Deadly earthquake takes aim at Turkey and Syria

By Aeden Evenson-McDermott

In the early hours of February 6th, the 7.8 magnitude quake occurred making it one of the deadliest earthquakes in the history of the region, and worldwide, while being the deadliest in years since the 1939 one.

Many aftershocks occurred after, with the deadliest one to be a 7.5 magnitude aftershock. The main concern of this is that despite the damage already caused, the aftershock occurs with quite a large force which also cripples buildings and poses great structural damages.

With one of the deadliest quakes to strike, it posed many humanitarian calls for aid and support from around the world.

With the event occurring in southern Turkey and northern Syria, it decimated large cities and made matters worse with the countries already experiencing a refugee crisis. Furthermore, it was an overall wide ranging event that would lead to an all out search and rescue with teams scouring through the rubble for many hours.

As of February 24, the death toll neared 49,000 according to the United Nations. With much of city’s and town’s infrastructures destroyed, it left many homeless and exposed to the elements in the night time.
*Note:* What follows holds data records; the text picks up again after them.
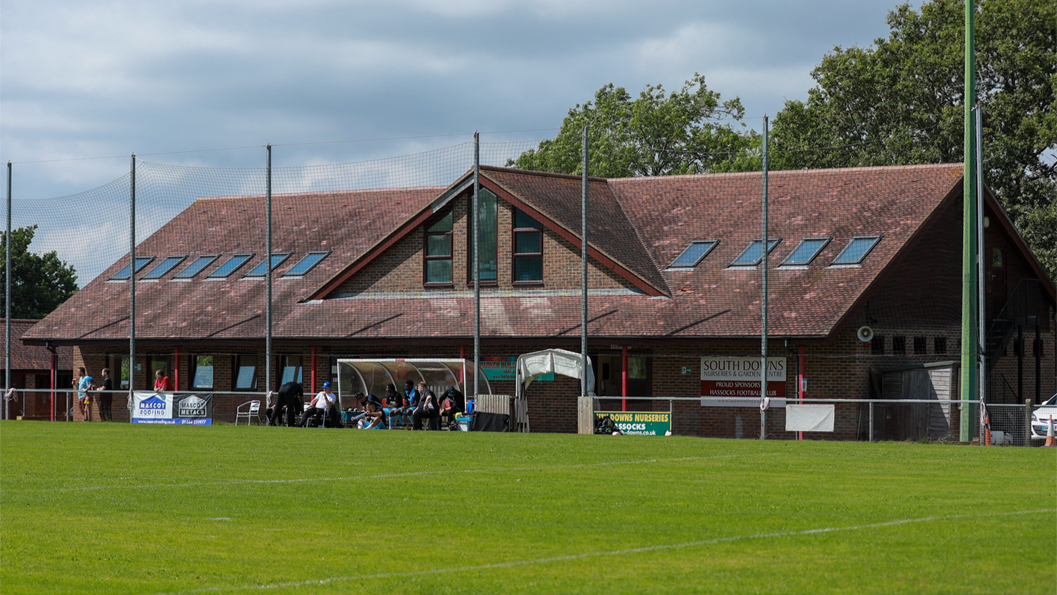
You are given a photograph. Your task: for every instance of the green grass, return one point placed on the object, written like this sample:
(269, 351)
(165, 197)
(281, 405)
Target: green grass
(117, 508)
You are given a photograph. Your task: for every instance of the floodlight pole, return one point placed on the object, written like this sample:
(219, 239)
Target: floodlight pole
(763, 296)
(477, 265)
(583, 270)
(267, 276)
(6, 323)
(131, 287)
(969, 348)
(981, 318)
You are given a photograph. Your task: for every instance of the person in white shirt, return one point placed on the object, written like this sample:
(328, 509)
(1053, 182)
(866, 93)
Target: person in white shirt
(320, 405)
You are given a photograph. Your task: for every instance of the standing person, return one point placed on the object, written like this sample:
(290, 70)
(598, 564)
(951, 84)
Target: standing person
(162, 383)
(320, 405)
(291, 395)
(428, 408)
(84, 384)
(105, 397)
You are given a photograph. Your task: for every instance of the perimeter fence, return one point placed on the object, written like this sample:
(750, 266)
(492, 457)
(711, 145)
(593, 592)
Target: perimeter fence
(897, 351)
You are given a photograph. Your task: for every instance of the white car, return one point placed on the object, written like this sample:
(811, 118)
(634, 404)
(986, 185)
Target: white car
(1040, 417)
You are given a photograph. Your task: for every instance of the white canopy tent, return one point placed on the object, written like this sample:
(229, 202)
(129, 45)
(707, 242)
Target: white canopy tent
(534, 365)
(370, 376)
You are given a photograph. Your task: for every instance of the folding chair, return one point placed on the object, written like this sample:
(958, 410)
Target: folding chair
(253, 409)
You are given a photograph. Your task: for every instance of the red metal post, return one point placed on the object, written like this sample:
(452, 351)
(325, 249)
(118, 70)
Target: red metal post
(624, 378)
(799, 383)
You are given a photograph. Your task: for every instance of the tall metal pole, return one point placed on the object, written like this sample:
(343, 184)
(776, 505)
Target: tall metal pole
(981, 247)
(763, 297)
(131, 285)
(267, 277)
(477, 264)
(6, 324)
(583, 268)
(969, 313)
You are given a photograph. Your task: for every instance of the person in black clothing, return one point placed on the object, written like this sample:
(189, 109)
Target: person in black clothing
(428, 408)
(290, 396)
(106, 397)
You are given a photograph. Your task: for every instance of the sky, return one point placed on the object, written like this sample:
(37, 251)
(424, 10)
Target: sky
(94, 78)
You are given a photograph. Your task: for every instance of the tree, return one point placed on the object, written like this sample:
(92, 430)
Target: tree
(39, 283)
(656, 134)
(901, 101)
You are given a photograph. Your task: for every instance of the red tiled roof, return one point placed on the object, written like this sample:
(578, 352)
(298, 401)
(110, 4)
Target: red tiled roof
(642, 224)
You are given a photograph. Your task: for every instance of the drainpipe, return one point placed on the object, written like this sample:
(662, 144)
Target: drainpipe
(624, 378)
(799, 383)
(55, 378)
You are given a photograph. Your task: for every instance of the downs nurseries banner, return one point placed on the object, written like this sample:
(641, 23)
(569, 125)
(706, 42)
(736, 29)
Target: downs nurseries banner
(188, 408)
(735, 382)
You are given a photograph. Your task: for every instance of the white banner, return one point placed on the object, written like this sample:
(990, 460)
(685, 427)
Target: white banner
(150, 406)
(809, 417)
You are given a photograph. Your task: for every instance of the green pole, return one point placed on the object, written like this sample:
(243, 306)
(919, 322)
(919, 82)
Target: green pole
(969, 323)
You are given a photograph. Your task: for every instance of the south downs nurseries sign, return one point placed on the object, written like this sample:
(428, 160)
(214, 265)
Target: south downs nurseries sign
(735, 382)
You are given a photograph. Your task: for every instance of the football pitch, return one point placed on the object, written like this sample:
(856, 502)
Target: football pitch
(116, 508)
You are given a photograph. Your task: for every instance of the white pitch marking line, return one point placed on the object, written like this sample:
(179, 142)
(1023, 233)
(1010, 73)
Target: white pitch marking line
(514, 563)
(385, 476)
Much of the rescue operations resulted in many of thousands saved from being pulled from the rubble but it left many stranded and in the evenings, folks had bonfires in order to stay warm.

As the quake spanded 200 miles, the desperation was wide ranging with Turkey declaring a national emergency for the near future; the health care system is crippled and overwhelmed with the influx of patients receiving aid. Syria is currently grappling with the recurring civil war, divisions within territories, and tense relations between president Bashar Al-Assad and much of the West.

The United Nations’ Secretary General, led by António Guterres, proposed near $400 million in aid to help with the humanitarian crisis in Syria as well.

With much work to do in both countries, it will take awhile until cities can try to be rebuilt and aid comes more free flowing to help with the devastating crisis of circumstances.